Oh yeah, I'd be remiss to not point out that they're the Commodores. I believe Rutgers' teams are all known as the Scarlet Knights.

Superdestroyer said...

Have you noticed that the HBU's have decide to try to be competative in women's bowling. The runner up last year was Alabama A&M.

The final eight schools did not list many schools that could be seen as sports powerhouses.

Profane said...

Thanks for stopping in SD. You make an interesting obervation - one which I had not noticed.

I am going to be blogging every championship in every sport. The principle reason for this is so I can get my head around the question cognate to your point - to what extent does success in the revenue sports ends up translating to success in other sports?

Anonymous said...

to what extent does success in the revenue sports ends up translating to success in other sports?

Very good question. Some of us VU fans have talked about the converse: Does sucess in the non-revs lead to success in the "ones that matter"?

From what I've heard of Chancellor Gordon Gee and effective AD David Williams, they certainly seem to think so. They've cited Stanford as an example of a school that's dominated the non-revs and baseball but also done very well in MBB and football.

I'm not as "utilitarian" as many of my fellow fans -- in other words, I'm proud of our bowlers regardless of whether their success propels our football team to work harder -- but it's still a question I care deeply about.

Superdestroyer said...

I believe that success in the revenue sports leads to success in the non-revenue sports.

I looked at the standings in some non-revenue sports lookings for top 25 programs at schools with no or bad men’s football/basketball programs.

In women’s volleyball that would include Cal Poly, San Diego, New Mexico St.

In field hockey that would include Old Dominion, Richmond, James Madison, BU, and American.

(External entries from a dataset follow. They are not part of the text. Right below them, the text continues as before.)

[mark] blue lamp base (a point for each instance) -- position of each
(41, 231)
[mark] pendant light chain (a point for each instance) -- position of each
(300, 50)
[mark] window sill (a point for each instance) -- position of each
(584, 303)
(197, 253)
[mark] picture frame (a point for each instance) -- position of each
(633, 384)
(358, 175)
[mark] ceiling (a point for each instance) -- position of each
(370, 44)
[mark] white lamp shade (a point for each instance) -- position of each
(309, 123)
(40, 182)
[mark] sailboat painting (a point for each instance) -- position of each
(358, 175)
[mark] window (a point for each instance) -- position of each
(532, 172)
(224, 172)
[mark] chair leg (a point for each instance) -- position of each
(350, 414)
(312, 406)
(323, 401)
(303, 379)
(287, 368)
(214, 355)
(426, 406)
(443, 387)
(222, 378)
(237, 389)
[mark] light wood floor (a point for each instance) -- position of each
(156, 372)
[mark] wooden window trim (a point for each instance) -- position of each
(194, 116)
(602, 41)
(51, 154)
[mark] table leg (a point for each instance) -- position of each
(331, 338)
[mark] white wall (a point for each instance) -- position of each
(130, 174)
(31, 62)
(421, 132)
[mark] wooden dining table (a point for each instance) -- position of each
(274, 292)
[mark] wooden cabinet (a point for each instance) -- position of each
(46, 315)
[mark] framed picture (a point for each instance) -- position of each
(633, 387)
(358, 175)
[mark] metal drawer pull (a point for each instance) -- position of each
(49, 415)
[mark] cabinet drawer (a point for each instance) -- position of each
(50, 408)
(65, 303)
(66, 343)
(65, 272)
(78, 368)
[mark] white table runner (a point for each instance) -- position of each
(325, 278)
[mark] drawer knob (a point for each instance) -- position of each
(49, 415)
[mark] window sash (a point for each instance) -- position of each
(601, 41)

In women’s lacrosse, that would include Northwestern, James Madison, Penn, Yale, Princeton, Dartmouth, Johns Hopkins, Denver, and Delaware.

In softball, it would include Baylor, Northwestern, Illinois State, Southern Illinois and Louisiana-Lafayette.

Women’s soccer would include Portland, Santa Clara, William & Mary, and Milwaukee-Wisconsin.

Women’s golf would include Pepperdine and Denver.

Just looking at top womens programs I would say the two best indicators of success in women's sports in success in men's sports and having a school that would naturally attract upper middle class white females who grew up in the suburbs.

Profane said...

Thanks for the thoughts SD. The softball schools (including my own Southern Illinois) do, however, represent a bit of an anomaly.

Superdestroyer said...

You should look at the rankings for women's bowling:

Fairleigh Dickinson,
Nebraska,
Vanderbilt,
New Jersey City,
Central Missouri State,
Maryland Eastern Shore,
Sacred Heart,
Arkansas State,
Alabama A&M,
Texas Southern,
Minnesota State,
Southern,
Wisconsin-Whitewater, Bethune-Cookman,
Morgan State,
Fayetteville State,
Adelphi

Ouf of 17 schools ranked, there were eight HBCU's. Other than for Nebraska and Vanderbilt, I doubt if you would find the schools on any other top ten lists.